Kotek Wilson forwarded the message to Clarke and Wallace, this time with a notable change: She copied her wife, the governor, on the email.

“Leslie Fox is a contact from Robin Henderson who I spoke with in August of 2023, she has some interesting data to share,” Kotek Wilson wrote. “She reached back out to me today.”

(As WW reported earlier, Henderson, the CEO of behavioral health at Providence Health & Services Oregon, appears regularly on Kotek Wilson’s calendar. The first lady has said Henderson helped prepare her for speaking engagements. Providence also has significant policy and financial issues before the state.)

Wallace and Clarke responded immediately to Kotek Wilson, both copying the governor on the email. “Thank you for reaching out,” Clarke wrote. “I am very curious about this data set. A zoom call sounds like a good first step.”

The result was that Clarke met with the Johnson & Johnson officials representing its patented schizophrenia medications April 3, two days after the federal appeals court opened a pathway for competitors to sell cheaper generics (the first lady bowed out at the last minute).

After the meeting, Fox followed up with an email, copying the first lady.

In that email, Fox referred to studies that showed the benefits of giving patients long-acting injectables, i.e., the product her company sells, sooner in their treatment. “I am also attaching the work that the Mental Health Clinical Advisory Group did to provide guidance for clients with schizophrenia,” Fox wrote. “This is the work where they look to move LAIs [long-acting injectables] to an earlier use for those diagnosed with schizophrenia.”

Kotek responded to questions about the first lady’s interactions with the drug company representatives with a statement:

“In preparation for the September 2023 roundtable focused on the intersection of serious mental illness (SMI) and homelessness, the Governor’s Office was connected with [Johnson & Johnson] to get a better understanding of the consumer data they might be able to share in order to understand the breadth of the SMI population in Oregon.

“J&J, like other pharmaceutical companies, is uniquely able to provide consumer data related to the use of certain drugs, such as long-acting injectables, among the SMI population broadly.
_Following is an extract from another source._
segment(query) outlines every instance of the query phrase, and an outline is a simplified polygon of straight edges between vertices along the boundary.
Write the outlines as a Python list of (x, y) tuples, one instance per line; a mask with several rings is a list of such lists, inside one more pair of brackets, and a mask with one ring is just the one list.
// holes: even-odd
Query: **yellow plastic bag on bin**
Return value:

No specific J&J product was discussed, but rather the potential sharing of data related to this vulnerable population. In the months following, J&J followed up by email and the First Lady appropriately handed off the discussion to the Oregon Health Authority.
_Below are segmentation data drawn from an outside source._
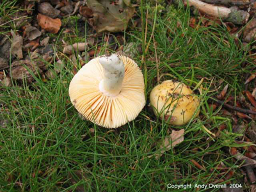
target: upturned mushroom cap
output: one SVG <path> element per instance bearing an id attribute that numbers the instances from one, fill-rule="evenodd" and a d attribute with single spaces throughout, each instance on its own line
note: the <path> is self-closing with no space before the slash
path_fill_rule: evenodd
<path id="1" fill-rule="evenodd" d="M 172 125 L 188 123 L 200 105 L 198 98 L 184 84 L 167 80 L 155 86 L 150 93 L 150 105 L 156 115 L 169 120 Z M 199 115 L 197 110 L 195 117 Z"/>
<path id="2" fill-rule="evenodd" d="M 70 82 L 69 95 L 76 109 L 87 120 L 106 128 L 116 128 L 135 119 L 145 106 L 144 79 L 132 60 L 118 55 L 118 59 L 124 65 L 121 90 L 117 95 L 106 94 L 106 90 L 102 91 L 102 81 L 106 74 L 108 78 L 113 74 L 108 74 L 106 63 L 103 68 L 104 60 L 102 58 L 91 60 L 78 71 Z M 113 81 L 110 81 L 111 84 Z"/>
“The first lady gained the information she needed to inform the discussion at the SMI roundtable, then handed off all subsequent inquiries to the appropriate agency and staff, and copied the governor for full transparency.”

An OHA spokesman, Timothy Heider, says Clarke’s April 3 meeting was simply an opportunity to share information.

“Oregon continues to face an acute shortage in care that will take several years to close. State health officials want to explore every opportunity to improve treatment access and treatment outcomes,” Heider said. “OHA’s behavioral health director, Ebony Clarke, and members of her staff met with Johnson & Johnson representatives to learn about their diagnostic tool and injectable treatment medication. No follow-up meetings have been scheduled.”